What if an <a> tag encloses several other tags, or text and tags?
This is getting way more complex than I had intended! If you want to try to do something reasonable, go ahead, but don't expect us to test your program on complex cases. I do want you to use regular expressions to parse tags with whitespace, and single, double, or no quotes, but for the rest of it, stick to handling the simpler cases correctly.
What's that <E> in the Java API for java.util.ArrayList?
You are looking at the documentation for Java 1.5 (also known as Java 5). Please do not use Java 1.5 features, because we don't have 1.5 installed in the labs. Eclipse doesn't yet handle Java 1.5, either. You can use a Java 1.5 SDK if you like, and your Java 1.4 program will work fine, except that it may give you some warning messages--if it does, just ignore them.
What tags should be rejected by my filters?
The filter should look at the URL as a String and, based on some tests on that String, decide whether to keep or discard the URL. If this were a "real" program, with a "real" API, then your filters would accept everything, and your "real" users would override your filters to accept only URLs they might be interested in. Your filter should also get the attributes and values in some form (a HashMap is ideal), in case your hypothetical users want to use some of that information in making their filtering decisions. But since this is not a real API, just an assignment, you should write example filters that accept some things and reject others (tell us which). To make it easier for us to grade, I suggest you reject .gif images and hyperlinks that contain a '#' character.
How do I start from a file rather than from a URL?

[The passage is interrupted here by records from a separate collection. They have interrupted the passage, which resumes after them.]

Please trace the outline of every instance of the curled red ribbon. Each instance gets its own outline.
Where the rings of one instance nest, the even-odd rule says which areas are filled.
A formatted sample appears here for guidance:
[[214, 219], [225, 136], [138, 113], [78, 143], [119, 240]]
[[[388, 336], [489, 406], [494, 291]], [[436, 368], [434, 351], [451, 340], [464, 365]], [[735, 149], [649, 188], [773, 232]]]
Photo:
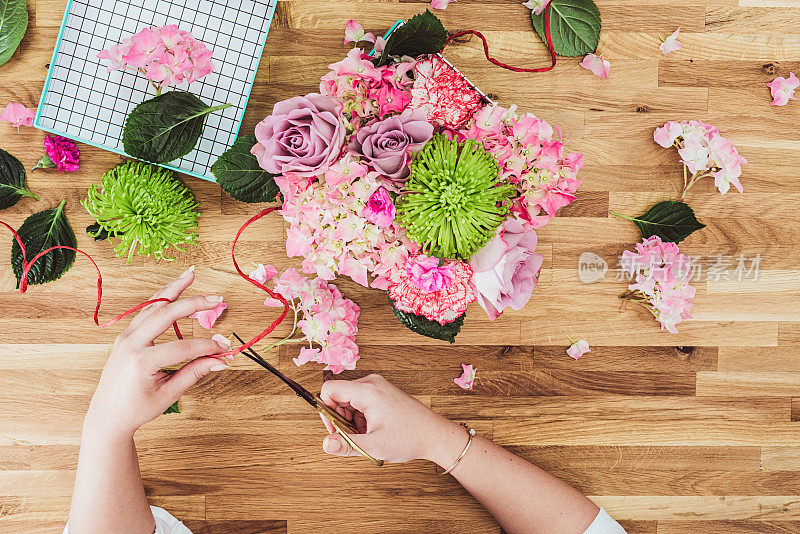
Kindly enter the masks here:
[[[239, 273], [239, 276], [241, 276], [242, 278], [244, 278], [245, 280], [247, 280], [248, 282], [250, 282], [254, 286], [258, 287], [259, 289], [263, 289], [264, 291], [266, 291], [267, 294], [269, 294], [270, 297], [278, 299], [280, 302], [283, 303], [283, 313], [281, 313], [281, 315], [276, 320], [274, 320], [272, 322], [272, 324], [270, 324], [263, 332], [261, 332], [259, 335], [257, 335], [256, 337], [254, 337], [253, 339], [251, 339], [250, 341], [248, 341], [247, 343], [245, 343], [241, 347], [237, 347], [235, 349], [231, 349], [228, 352], [224, 352], [222, 354], [215, 354], [215, 355], [213, 355], [214, 358], [222, 358], [223, 356], [232, 356], [234, 354], [238, 354], [239, 352], [242, 352], [243, 350], [246, 350], [246, 349], [252, 347], [256, 343], [258, 343], [259, 341], [264, 339], [264, 337], [269, 335], [270, 332], [275, 330], [275, 328], [277, 328], [277, 326], [279, 324], [281, 324], [281, 322], [283, 322], [283, 320], [286, 318], [286, 315], [289, 313], [289, 303], [286, 301], [285, 298], [283, 298], [283, 296], [273, 292], [272, 290], [270, 290], [265, 285], [257, 282], [256, 280], [253, 280], [250, 277], [248, 277], [247, 275], [245, 275], [242, 272], [242, 270], [239, 268], [239, 264], [236, 261], [236, 243], [237, 243], [237, 241], [239, 241], [239, 237], [242, 235], [242, 232], [244, 232], [245, 229], [248, 226], [250, 226], [252, 223], [254, 223], [255, 221], [259, 220], [260, 218], [262, 218], [263, 216], [267, 215], [268, 213], [271, 213], [271, 212], [275, 211], [276, 209], [277, 209], [276, 207], [272, 207], [272, 208], [266, 208], [266, 209], [262, 210], [260, 213], [258, 213], [254, 217], [251, 217], [247, 222], [245, 222], [242, 225], [241, 228], [239, 228], [239, 231], [236, 232], [236, 237], [233, 239], [233, 244], [231, 245], [231, 259], [233, 260], [233, 266], [236, 268], [236, 272]], [[51, 251], [57, 250], [57, 249], [65, 249], [65, 250], [71, 250], [73, 252], [76, 252], [76, 253], [81, 254], [84, 257], [86, 257], [86, 259], [88, 259], [92, 263], [92, 266], [94, 267], [95, 271], [97, 271], [97, 304], [95, 305], [95, 308], [94, 308], [94, 324], [96, 324], [100, 328], [107, 328], [107, 327], [113, 325], [114, 323], [117, 323], [118, 321], [124, 319], [128, 315], [130, 315], [130, 314], [132, 314], [134, 312], [137, 312], [137, 311], [141, 310], [142, 308], [144, 308], [146, 306], [149, 306], [150, 304], [155, 304], [156, 302], [172, 302], [171, 300], [169, 300], [167, 298], [150, 299], [150, 300], [142, 302], [141, 304], [139, 304], [137, 306], [134, 306], [133, 308], [123, 312], [122, 314], [114, 317], [110, 321], [105, 322], [103, 324], [100, 324], [100, 320], [99, 320], [98, 317], [99, 317], [99, 314], [100, 314], [100, 303], [101, 303], [101, 301], [103, 299], [103, 276], [100, 274], [100, 268], [97, 266], [97, 263], [95, 263], [95, 261], [92, 259], [92, 257], [89, 256], [89, 254], [87, 254], [86, 252], [84, 252], [84, 251], [82, 251], [80, 249], [77, 249], [77, 248], [74, 248], [74, 247], [68, 247], [66, 245], [57, 245], [57, 246], [54, 246], [54, 247], [50, 247], [47, 250], [43, 250], [42, 252], [40, 252], [39, 254], [34, 256], [30, 261], [28, 261], [28, 256], [27, 256], [27, 251], [25, 250], [25, 245], [22, 243], [22, 238], [19, 236], [17, 231], [14, 230], [8, 224], [4, 223], [3, 221], [0, 221], [0, 224], [5, 226], [6, 228], [8, 228], [8, 230], [12, 234], [14, 234], [14, 239], [16, 239], [17, 244], [19, 245], [19, 248], [22, 251], [22, 273], [20, 275], [20, 280], [19, 280], [19, 291], [20, 291], [20, 293], [25, 293], [28, 290], [28, 276], [30, 274], [31, 268], [33, 267], [33, 265], [38, 260], [40, 260], [42, 257], [44, 257], [45, 254], [47, 254], [48, 252], [51, 252]], [[172, 329], [175, 330], [175, 335], [178, 337], [178, 339], [183, 339], [183, 335], [181, 334], [180, 328], [178, 328], [178, 323], [172, 323]]]
[[[477, 35], [478, 37], [480, 37], [481, 41], [483, 41], [483, 53], [486, 56], [486, 59], [488, 59], [491, 63], [497, 65], [498, 67], [502, 67], [504, 69], [508, 69], [514, 72], [547, 72], [549, 70], [553, 70], [553, 67], [556, 66], [556, 50], [553, 47], [553, 39], [552, 37], [550, 37], [550, 4], [548, 4], [544, 10], [544, 35], [545, 35], [545, 41], [547, 42], [547, 51], [550, 52], [550, 61], [551, 61], [549, 67], [538, 67], [535, 69], [528, 69], [525, 67], [514, 67], [496, 60], [495, 58], [489, 55], [489, 43], [486, 42], [486, 37], [484, 37], [483, 34], [477, 30], [464, 30], [454, 33], [447, 38], [447, 41], [445, 41], [444, 46], [446, 47], [448, 44], [450, 44], [450, 42], [453, 39], [467, 34]], [[444, 47], [442, 48], [442, 50], [444, 50]]]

An absolute pathname starts with a "/" (slash); a relative pathname does not. For example, if page AAA/BBB/...XXX/index.html contains <a href="foo/bar.html">, that means that the directory that contains index.html also contains a subdirectory foo, and foo contains bar.html. This is a path relative to the location XXX, which is not necessarily the same place as your output goes. Your output should contain absolute paths. On most systems this would probably be file://AAA/BBB/...XXX/foo/bar.html, but for some reason, on Windows we seem to need file://localhost/C:/AAA/BBB/...XXX/foo/bar.html.